PHOENIX - Arizona Sen. John McCain didn't mince any words at a news conference held at his Phoenix office on Friday morning.

He said he has no interest in approving President Obama's $3.7 billion emergency proposal to fix the border crisis on the southern Texas border.

He thinks the only answer is to amend the Trafficking Victims Prevention Act that was passed in 2008. He believes the law is being misused by undocumented families arriving from Central America, since they're one of the areas protected by the law. It prevents children from being sent back to their home countries until court hearings take place -- those can take months, even years -- in an effort to curb human trafficking in the country.

"The President of the United States hasn't even asked that it be repealed. It's unbelievable and unconscionable," McCain said. 

He says the law needs to be amended or repealed in order to stop the influx of undocumented immigrants coming from Central America.

"The only way this is going to stop is if plane loads of children arrive back in the countries in Central America where they came from," said McCain.
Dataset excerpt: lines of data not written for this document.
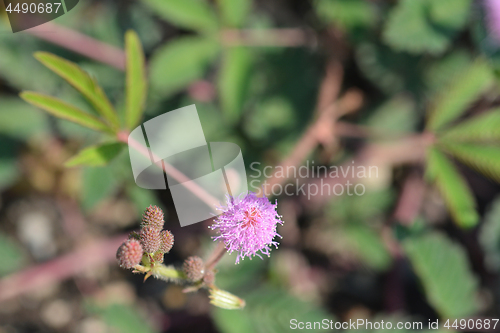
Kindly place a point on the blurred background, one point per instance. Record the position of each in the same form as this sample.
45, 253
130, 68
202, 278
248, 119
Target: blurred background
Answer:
404, 85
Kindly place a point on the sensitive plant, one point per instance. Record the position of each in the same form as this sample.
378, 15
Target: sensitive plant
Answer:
247, 225
471, 141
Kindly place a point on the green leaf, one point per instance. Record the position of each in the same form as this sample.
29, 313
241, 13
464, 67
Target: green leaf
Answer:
98, 184
234, 80
142, 198
21, 120
483, 158
268, 310
425, 25
12, 257
346, 13
181, 62
98, 155
482, 128
9, 172
453, 188
63, 110
397, 115
489, 235
136, 80
82, 82
234, 12
368, 245
465, 89
444, 271
123, 319
190, 14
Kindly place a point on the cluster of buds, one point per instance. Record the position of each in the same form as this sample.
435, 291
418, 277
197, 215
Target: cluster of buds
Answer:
247, 225
149, 245
196, 272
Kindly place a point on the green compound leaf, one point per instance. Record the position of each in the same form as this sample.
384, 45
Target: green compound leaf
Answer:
453, 188
234, 80
346, 13
63, 110
489, 236
425, 25
482, 128
465, 89
12, 257
190, 14
445, 273
268, 310
181, 62
234, 12
98, 155
136, 80
82, 82
483, 158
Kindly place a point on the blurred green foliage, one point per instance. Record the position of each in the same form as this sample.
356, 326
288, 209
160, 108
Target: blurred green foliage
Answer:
426, 65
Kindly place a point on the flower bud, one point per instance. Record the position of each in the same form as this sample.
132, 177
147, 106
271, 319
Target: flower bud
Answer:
153, 217
129, 254
194, 268
225, 300
158, 257
134, 235
209, 278
150, 239
167, 241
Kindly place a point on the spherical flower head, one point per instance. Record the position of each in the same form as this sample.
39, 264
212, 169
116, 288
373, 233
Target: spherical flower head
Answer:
129, 254
248, 226
158, 257
167, 241
150, 239
153, 217
194, 268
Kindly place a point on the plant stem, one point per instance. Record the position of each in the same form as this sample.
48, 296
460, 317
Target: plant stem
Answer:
167, 273
216, 256
169, 169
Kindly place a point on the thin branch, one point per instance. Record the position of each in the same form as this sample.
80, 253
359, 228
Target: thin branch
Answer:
171, 171
216, 256
40, 276
80, 43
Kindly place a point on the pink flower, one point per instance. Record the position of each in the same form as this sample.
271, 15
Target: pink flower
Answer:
248, 226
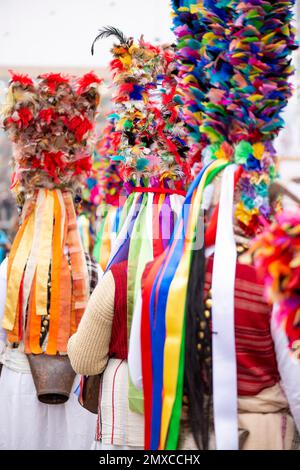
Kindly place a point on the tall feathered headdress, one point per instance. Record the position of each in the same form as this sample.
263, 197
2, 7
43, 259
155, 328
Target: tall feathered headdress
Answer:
49, 121
236, 64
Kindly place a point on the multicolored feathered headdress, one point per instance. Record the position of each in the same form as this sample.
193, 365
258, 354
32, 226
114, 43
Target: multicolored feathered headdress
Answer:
235, 58
152, 149
277, 257
234, 83
152, 155
49, 121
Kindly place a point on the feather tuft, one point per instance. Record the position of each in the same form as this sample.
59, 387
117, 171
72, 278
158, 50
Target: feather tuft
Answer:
109, 31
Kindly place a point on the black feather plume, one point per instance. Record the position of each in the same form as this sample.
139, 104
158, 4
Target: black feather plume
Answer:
107, 32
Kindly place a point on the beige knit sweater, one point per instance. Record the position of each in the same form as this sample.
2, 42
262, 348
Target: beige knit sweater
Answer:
88, 348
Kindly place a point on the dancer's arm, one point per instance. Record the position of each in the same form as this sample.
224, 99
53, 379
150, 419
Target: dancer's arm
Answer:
88, 348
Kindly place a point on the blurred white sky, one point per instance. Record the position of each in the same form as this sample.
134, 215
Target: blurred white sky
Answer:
60, 32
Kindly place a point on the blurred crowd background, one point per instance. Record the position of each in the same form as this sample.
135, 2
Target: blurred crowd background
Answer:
56, 35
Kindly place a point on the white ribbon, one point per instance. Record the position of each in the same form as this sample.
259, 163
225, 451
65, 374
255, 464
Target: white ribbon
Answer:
123, 232
224, 354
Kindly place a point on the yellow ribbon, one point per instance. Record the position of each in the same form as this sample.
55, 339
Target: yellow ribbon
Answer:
45, 251
15, 274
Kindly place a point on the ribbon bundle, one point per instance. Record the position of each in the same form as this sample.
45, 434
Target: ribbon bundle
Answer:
39, 259
50, 122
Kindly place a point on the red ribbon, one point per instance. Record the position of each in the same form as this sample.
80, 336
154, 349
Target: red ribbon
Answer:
140, 189
211, 231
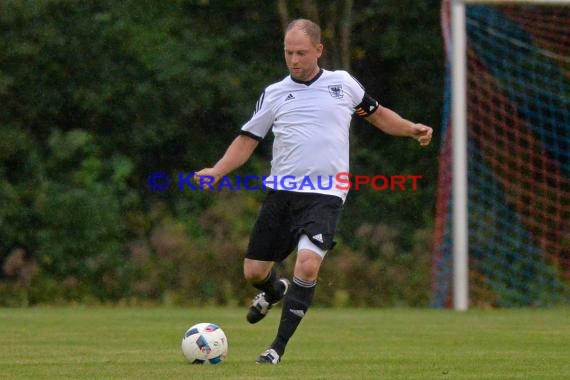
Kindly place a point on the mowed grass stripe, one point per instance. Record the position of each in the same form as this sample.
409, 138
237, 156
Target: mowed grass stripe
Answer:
144, 343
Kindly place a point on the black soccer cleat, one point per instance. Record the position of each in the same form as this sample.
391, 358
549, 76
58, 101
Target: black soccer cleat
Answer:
260, 306
270, 356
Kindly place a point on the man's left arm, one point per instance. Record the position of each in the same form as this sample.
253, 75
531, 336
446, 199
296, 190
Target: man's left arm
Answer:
391, 123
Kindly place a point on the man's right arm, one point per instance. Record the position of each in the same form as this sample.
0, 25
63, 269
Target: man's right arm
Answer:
237, 154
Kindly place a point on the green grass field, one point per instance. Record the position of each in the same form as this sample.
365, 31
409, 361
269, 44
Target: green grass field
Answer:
144, 343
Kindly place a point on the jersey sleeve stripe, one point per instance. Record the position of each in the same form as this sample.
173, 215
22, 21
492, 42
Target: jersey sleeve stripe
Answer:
259, 102
251, 135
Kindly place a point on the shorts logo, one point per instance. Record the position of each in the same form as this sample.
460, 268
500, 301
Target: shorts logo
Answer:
336, 91
318, 237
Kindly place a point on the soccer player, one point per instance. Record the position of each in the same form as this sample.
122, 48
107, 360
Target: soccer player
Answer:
309, 112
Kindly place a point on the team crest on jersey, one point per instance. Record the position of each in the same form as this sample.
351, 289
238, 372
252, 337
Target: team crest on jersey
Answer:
336, 91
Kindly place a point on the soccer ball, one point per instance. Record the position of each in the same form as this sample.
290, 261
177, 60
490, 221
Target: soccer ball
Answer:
205, 343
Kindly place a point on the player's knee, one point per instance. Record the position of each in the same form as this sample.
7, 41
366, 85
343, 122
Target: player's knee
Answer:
255, 271
307, 265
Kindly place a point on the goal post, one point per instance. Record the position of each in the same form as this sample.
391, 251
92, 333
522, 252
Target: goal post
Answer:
508, 87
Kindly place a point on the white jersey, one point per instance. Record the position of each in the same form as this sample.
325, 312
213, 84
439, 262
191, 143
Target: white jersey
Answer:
310, 121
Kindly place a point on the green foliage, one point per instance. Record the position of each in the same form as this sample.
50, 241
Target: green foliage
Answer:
96, 95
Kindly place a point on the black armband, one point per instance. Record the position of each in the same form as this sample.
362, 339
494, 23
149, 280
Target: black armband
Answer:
367, 106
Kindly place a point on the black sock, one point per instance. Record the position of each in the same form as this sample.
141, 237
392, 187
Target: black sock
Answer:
272, 287
295, 305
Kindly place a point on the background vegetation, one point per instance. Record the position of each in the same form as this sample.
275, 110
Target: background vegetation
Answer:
96, 95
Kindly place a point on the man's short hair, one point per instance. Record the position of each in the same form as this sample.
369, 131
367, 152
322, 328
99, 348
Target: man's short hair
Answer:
310, 28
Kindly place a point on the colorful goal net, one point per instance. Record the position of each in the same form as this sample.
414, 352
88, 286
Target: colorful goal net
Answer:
518, 128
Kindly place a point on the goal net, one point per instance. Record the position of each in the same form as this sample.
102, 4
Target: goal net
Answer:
518, 154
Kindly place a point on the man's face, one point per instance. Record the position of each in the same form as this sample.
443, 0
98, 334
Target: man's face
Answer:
301, 55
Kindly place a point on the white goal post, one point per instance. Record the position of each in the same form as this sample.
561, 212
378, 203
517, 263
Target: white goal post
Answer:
459, 144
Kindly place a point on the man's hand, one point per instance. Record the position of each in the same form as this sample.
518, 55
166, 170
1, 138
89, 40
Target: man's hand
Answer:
207, 178
422, 133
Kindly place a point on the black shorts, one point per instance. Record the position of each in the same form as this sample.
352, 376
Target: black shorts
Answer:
285, 216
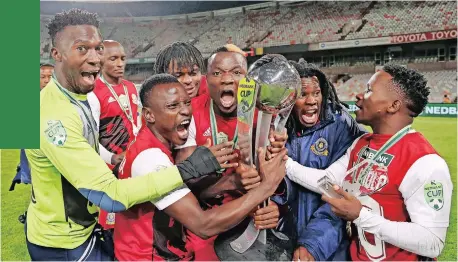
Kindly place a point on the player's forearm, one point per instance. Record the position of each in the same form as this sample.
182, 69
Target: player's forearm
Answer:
105, 154
304, 176
308, 177
115, 195
224, 184
406, 235
220, 219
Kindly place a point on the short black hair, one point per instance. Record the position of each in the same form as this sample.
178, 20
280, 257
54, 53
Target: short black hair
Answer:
185, 54
223, 49
46, 65
152, 81
412, 86
327, 88
73, 16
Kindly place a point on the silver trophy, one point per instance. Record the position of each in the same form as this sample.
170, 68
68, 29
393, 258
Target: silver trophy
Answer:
276, 86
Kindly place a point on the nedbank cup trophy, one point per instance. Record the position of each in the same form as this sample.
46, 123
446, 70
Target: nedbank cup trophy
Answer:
272, 86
In a statement from McCain's office, the Senator said he would like to amend or repeal the law with the following provisions:

1. Amend the Trafficking Victims Prevention Act (TVPA) to increase repatriation of undocumented children from non-contiguous countries. Amend the law passed in 2008 to equalize the treatment of unaccompanied alien children entering the United States from non-contiguous countries, including Guatemala, Honduras and El Salvador, with those entering illegally from Mexico and Canada, to allow for swifter repatriation.
2. Allow for expedited removal of all undocumented immigrants that are stopped at the border attempting to enter the United States illegally, allowing law enforcement to return them to their home countries within a matter of hours or days as opposed to the months or years removal currently takes in most cases.
3. Require mandatory detention or the mandatory use of "alternatives to detention" like ankle monitors to ensure individuals waiting for their court dates actually appear to court.
4. Increase the number of immigration judges to hear cases and create a separate immigration docket to hear the cases of juveniles. Current backlogs in our immigration courts often result in one- to two-year wait times before cases are heard. 
5. Increase the number of refugee visas by 5,000 for each of El Salvador, Honduras, and Ecuador. This will encourage people to apply for status in their home country and avoid the long and dangerous journey through Mexico.
6. Condition foreign aid on countries' efforts to secure their borders and deter smuggling of children to the United States. Require the President to certify that Honduras, Guatemala, and El Salvador are doing everything they can to prevent the illegal migration of unaccompanied minors or risk losing foreign aid assistance.

He truly believes this will address the real problem and close, what he feels, is a dangerous loophole in the law.

"They're riding on the tops of the trains. We don't know how many fall off, are injured, or killed. So this is a humanitarian issue and a crisis," said McCain.

McCain's team said the Senator plans to take this to the Senate soon, but did not provide a timetable.